Journal. It may sound silly, but journaling can really help you feel better! It’s a great outlet to release all of these negative thoughts you may have. However, make sure not to fall into the trap that many people fall into when they try journaling. Oftentimes people begin journaling, but make the mistake of only writing about negative things. This then causes them to focus and dwell on their negative feelings, which can make it worse. To prevent this from happening, at the end of every journal entry, make sure to either write a) One thing you like about yourself, b) one good thing that happened that day, c) one positive quote / inspirational quote, or d) one thing you’re looking forward to.
Start a new hobby. Have you always wanted to learn how to knit? Well, why not start now! Have you ever wanted to perfect your drawing skills? Maybe look into a drawing club / drawing class! These things will help you broaden your horizons, learn new skills, and boost your self-esteem / self-confidence.
Treat yourself. You really want that dress, but it’s a little out of your price range? Go for it! You want to go on a day trip, but not sure if you can afford it? Go for it! Treat yourself every now and then: you deserve it.
Be kind to yourself.
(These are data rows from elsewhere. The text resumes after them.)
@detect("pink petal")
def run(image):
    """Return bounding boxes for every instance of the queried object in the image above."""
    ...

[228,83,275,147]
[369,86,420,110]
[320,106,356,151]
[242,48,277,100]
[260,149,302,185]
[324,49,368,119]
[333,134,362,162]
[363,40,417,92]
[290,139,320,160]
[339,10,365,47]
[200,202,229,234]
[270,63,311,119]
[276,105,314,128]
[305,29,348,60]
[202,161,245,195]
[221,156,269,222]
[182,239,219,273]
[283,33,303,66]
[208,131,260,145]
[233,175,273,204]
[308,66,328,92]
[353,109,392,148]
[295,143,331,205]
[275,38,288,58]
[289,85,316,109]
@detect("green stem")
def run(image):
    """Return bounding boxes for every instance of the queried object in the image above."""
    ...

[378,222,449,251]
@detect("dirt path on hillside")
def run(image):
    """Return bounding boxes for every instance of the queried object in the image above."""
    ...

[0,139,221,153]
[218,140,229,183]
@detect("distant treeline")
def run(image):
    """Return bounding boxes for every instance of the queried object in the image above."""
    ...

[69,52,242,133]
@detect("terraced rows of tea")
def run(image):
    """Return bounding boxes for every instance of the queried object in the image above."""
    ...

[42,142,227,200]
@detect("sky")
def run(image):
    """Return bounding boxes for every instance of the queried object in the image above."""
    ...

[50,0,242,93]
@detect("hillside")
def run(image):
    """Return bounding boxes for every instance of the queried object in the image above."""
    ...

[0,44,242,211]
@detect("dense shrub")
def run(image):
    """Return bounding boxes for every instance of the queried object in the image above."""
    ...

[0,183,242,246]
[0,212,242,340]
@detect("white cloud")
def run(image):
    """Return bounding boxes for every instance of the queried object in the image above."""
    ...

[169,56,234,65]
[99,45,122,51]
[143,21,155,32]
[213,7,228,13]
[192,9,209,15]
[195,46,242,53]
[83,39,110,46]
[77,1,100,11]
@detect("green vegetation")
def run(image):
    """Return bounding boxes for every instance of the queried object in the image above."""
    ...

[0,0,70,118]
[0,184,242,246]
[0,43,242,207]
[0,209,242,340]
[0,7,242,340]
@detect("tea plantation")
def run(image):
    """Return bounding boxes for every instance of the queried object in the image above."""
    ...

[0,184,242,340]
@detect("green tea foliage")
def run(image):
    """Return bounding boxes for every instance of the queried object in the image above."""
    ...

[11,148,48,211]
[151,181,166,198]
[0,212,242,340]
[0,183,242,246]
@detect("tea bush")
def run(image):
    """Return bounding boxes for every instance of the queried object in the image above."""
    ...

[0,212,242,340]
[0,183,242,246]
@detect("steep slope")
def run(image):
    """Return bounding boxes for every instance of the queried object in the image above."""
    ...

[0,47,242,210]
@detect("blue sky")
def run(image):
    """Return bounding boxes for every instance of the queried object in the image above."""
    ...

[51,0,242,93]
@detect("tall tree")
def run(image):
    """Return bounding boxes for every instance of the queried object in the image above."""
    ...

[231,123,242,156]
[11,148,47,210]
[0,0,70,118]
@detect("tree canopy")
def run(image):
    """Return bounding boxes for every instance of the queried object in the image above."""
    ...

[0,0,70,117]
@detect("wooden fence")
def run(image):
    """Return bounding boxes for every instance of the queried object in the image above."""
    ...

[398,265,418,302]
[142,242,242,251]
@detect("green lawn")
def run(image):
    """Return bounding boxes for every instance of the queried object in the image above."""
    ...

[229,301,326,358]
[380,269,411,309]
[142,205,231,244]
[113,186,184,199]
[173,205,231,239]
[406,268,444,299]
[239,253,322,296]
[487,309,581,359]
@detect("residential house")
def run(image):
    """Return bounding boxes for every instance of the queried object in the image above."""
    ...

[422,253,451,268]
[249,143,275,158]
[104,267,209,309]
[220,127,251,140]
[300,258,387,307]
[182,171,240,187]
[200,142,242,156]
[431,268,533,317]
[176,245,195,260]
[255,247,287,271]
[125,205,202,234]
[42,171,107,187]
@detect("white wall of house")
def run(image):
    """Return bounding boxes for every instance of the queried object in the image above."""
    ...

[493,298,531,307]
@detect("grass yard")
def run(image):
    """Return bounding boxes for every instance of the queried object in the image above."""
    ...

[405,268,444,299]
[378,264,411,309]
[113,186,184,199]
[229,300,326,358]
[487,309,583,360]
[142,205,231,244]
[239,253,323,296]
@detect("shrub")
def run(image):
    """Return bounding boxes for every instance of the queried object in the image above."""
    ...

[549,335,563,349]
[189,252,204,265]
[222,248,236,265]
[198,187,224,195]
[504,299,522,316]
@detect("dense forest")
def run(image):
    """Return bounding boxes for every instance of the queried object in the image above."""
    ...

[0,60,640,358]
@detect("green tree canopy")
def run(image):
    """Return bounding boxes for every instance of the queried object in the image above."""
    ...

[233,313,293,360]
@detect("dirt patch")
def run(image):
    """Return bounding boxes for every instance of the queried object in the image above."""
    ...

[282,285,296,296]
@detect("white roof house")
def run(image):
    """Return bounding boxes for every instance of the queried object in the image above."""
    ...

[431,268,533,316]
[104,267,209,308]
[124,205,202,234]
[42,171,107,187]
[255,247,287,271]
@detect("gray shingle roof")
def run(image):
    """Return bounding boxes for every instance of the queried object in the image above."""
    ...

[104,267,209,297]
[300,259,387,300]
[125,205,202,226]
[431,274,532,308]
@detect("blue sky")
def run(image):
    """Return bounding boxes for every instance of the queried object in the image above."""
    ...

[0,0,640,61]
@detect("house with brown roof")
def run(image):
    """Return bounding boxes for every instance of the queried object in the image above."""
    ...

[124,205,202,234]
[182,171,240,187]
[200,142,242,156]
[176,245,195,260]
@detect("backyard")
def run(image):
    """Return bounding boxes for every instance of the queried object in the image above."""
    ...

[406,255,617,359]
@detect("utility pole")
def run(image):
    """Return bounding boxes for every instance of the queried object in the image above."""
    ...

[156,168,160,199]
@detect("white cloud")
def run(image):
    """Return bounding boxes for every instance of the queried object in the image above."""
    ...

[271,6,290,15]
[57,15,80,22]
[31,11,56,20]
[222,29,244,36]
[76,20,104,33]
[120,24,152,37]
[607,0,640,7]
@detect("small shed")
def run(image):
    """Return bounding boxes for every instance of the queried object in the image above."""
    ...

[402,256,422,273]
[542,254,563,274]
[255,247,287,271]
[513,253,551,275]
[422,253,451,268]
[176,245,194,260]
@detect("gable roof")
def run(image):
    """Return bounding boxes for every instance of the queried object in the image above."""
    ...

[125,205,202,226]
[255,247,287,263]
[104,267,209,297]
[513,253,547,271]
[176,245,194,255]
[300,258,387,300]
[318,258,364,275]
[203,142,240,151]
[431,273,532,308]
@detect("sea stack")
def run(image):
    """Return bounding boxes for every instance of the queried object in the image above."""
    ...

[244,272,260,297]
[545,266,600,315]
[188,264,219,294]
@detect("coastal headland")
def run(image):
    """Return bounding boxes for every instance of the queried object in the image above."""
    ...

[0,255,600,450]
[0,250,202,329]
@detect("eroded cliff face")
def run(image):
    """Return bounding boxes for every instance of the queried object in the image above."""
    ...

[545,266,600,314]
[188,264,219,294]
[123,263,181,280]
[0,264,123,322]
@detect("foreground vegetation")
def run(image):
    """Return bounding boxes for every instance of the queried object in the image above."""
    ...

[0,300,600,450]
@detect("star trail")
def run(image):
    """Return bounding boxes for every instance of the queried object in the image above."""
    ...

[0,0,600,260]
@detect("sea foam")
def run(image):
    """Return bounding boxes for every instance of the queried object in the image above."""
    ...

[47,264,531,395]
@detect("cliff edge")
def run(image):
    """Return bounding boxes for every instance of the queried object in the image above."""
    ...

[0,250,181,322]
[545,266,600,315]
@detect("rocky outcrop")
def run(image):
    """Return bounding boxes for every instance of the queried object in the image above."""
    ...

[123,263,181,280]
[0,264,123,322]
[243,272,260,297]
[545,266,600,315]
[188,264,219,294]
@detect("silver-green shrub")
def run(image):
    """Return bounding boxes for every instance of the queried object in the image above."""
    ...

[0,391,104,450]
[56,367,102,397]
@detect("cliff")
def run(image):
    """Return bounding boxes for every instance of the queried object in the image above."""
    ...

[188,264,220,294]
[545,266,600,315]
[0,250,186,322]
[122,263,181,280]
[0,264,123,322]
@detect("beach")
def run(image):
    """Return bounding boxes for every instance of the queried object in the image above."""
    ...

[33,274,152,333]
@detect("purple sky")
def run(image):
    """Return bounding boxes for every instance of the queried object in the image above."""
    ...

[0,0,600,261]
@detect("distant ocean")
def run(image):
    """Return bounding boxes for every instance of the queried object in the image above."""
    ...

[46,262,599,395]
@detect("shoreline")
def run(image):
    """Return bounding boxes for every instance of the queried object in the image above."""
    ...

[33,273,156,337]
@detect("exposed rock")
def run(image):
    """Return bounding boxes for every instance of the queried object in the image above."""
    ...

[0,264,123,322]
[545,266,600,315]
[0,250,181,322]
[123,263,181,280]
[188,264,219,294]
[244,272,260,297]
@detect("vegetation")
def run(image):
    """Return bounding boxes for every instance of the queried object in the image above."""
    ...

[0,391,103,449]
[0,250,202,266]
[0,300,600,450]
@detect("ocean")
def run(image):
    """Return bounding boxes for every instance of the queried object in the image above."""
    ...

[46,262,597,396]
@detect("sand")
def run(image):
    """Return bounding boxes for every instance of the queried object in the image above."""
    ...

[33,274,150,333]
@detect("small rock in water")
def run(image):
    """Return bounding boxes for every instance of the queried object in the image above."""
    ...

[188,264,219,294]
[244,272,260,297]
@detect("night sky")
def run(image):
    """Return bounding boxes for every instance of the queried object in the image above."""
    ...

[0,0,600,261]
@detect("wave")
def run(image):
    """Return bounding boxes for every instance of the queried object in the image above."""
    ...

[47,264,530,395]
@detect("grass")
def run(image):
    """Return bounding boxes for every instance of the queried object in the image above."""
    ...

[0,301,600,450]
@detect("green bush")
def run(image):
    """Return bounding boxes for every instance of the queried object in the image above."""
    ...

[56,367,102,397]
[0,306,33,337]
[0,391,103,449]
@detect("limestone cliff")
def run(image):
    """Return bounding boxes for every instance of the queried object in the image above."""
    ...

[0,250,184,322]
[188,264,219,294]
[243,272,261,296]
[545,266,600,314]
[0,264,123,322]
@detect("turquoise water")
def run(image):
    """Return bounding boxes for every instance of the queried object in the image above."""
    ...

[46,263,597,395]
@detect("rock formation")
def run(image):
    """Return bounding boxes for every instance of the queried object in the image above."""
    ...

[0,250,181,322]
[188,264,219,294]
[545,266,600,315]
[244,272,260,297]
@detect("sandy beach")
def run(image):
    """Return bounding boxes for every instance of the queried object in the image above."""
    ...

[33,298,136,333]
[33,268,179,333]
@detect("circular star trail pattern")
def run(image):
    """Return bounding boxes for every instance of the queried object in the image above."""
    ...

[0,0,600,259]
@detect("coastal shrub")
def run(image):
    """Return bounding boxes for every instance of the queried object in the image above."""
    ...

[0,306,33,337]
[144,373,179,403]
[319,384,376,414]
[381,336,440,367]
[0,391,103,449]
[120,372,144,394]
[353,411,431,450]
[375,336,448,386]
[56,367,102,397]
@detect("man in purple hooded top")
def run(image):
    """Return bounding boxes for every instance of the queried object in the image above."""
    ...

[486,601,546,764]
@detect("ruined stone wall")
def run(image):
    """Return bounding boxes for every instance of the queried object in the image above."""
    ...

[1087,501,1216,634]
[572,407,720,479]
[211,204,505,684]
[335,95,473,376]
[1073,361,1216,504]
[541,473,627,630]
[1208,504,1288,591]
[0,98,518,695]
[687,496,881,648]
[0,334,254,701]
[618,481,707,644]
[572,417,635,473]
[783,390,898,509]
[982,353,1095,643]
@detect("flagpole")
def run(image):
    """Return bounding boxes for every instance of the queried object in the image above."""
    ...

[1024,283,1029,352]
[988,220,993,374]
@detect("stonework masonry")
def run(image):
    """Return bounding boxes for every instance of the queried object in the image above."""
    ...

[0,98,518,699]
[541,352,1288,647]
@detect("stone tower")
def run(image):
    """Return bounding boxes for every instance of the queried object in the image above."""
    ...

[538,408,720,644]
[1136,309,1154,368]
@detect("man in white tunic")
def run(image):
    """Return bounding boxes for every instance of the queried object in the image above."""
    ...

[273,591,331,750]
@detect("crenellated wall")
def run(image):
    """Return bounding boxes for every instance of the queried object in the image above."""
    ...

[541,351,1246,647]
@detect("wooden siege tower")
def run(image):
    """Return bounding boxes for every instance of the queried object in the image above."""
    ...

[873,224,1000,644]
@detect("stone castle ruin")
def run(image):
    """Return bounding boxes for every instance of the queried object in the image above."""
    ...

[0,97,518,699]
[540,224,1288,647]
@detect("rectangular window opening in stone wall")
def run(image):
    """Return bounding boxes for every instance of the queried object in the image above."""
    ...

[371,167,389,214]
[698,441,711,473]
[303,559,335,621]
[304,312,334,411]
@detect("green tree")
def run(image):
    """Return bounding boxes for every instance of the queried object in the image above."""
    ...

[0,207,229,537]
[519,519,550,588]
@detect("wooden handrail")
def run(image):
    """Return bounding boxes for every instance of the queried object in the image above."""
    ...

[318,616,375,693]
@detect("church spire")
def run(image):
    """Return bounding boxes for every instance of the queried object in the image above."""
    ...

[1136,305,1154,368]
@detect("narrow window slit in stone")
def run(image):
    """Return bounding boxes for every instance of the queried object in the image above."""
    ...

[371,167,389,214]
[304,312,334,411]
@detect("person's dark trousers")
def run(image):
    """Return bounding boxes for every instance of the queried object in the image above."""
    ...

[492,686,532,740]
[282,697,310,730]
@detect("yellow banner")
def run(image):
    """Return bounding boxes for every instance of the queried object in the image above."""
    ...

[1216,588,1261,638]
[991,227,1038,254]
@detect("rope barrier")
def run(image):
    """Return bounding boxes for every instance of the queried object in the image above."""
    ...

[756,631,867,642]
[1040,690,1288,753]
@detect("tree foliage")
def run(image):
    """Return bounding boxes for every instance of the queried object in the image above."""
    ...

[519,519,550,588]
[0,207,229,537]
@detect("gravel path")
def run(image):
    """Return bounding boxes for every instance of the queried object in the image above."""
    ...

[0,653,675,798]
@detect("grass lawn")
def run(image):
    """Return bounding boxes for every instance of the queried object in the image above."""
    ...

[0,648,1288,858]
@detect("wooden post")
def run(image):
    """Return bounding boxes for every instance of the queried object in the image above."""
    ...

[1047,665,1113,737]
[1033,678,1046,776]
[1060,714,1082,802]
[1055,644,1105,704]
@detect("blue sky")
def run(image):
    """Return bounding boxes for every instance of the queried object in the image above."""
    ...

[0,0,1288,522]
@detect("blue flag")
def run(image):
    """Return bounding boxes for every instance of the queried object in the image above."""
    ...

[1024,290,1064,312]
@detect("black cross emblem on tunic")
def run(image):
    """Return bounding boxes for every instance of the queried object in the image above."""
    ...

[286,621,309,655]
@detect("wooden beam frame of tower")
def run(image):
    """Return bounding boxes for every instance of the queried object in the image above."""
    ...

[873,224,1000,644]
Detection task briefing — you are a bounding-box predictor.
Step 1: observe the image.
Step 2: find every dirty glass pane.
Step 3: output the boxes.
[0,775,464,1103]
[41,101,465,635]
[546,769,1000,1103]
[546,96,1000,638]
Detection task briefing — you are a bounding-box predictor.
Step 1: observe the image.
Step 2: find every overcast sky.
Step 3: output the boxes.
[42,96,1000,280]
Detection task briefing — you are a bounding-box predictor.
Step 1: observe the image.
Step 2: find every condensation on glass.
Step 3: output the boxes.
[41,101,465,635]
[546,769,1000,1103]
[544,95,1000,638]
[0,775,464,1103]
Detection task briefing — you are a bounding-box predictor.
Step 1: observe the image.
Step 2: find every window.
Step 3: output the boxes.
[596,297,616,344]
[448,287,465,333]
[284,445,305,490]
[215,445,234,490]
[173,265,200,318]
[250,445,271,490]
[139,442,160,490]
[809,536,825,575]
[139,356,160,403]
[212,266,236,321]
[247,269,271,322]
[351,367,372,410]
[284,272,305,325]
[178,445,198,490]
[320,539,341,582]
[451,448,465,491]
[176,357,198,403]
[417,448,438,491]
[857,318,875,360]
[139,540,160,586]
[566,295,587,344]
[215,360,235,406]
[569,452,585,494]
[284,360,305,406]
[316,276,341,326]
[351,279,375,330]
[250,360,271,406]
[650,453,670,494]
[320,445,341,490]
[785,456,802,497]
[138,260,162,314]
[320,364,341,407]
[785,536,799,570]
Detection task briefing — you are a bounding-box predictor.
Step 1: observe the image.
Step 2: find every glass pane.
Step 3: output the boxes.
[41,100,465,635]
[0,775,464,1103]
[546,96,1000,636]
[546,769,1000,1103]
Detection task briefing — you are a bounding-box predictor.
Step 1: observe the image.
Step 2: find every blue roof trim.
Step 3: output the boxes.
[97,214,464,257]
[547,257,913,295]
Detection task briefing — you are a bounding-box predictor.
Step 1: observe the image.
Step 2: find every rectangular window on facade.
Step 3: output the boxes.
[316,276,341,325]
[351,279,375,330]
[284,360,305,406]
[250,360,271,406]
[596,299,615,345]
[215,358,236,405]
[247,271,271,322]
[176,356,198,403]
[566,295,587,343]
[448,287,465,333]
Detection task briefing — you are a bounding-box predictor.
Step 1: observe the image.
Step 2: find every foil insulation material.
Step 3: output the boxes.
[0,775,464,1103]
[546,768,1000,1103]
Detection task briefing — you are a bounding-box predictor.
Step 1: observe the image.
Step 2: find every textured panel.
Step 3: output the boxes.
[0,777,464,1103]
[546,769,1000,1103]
Look in the mirror every morning (or night) and say one good thing about yourself. Anything from “I like my smile” to “I like that I’m a good friend” to “I like that I’m good at drawing.”
Ask your friends to write down what they like about you. Ask your family members to do so as well. Then keep this list somewhere you can see it and read it everyday: like your mirror in your room or closet door.
Create a bucket list. Give yourself stuff to look forward to in the future! Write down all of the places you want to go, things you want to do, people you want to meet, etc.
Work towards your dreams and goals. You can add these to the bucket list I mentioned above. Then try to figure out ways you can make them come true! Working towards something can help give you a sense of purpose and meaning which can help keep those negative thoughts at bay.
Travel. Even if it’s just day trips or weekend trips. Seeing new places and meeting new people is good for the soul!
Follow inspirational / recovery blogs on Tumblr. You can find some good ones here: http://tswatch.tumblr.com/OtherHelpfulTumblrs If you see any quotes that really resonate with you, print them out and put them on your wall. Maybe get a corkboard that you can hang up so you can put inspirational quotes / pictures on there.
Go for a lot of walks, go hiking, spend time in nature. Much like travelling, nature is also good for the soul.
Get creative. Draw, write, paint, scrapbook, take pictures, create things for people. Anything like this can also be a good way to express your emotions and channel your feelings into something productive.
Take care of yourself. Make sure to get enough sleep every night. Try to exercise at least 3 times a week. Eat healthy. Take care of your body like it deserves to be taken care of!
Avoid alcohol and caffeine. Alcohol is a depressant and will actually worsen your depression, contrary to popular belief. Caffeine can make anxiety a lot worse.
Set aside time everyday to focus on yourself. Even if it’s just a half an hour each day, take the time to focus on yourself and do things that you enjoy. Indulge in a nice bubble bath. Bake. Read a book. Whatever you want - just make sure to give yourself some time to breathe and relax :)
Try yoga or mediation. A lot of people find these very helpful and relaxing.
I know these may seem small and like they won’t help, but they can really make a difference. Small things can add up to make a big impact! Try to incorporate these habits into your everyday life, because then you’ll be more prepared for whatever stress is thrown your way.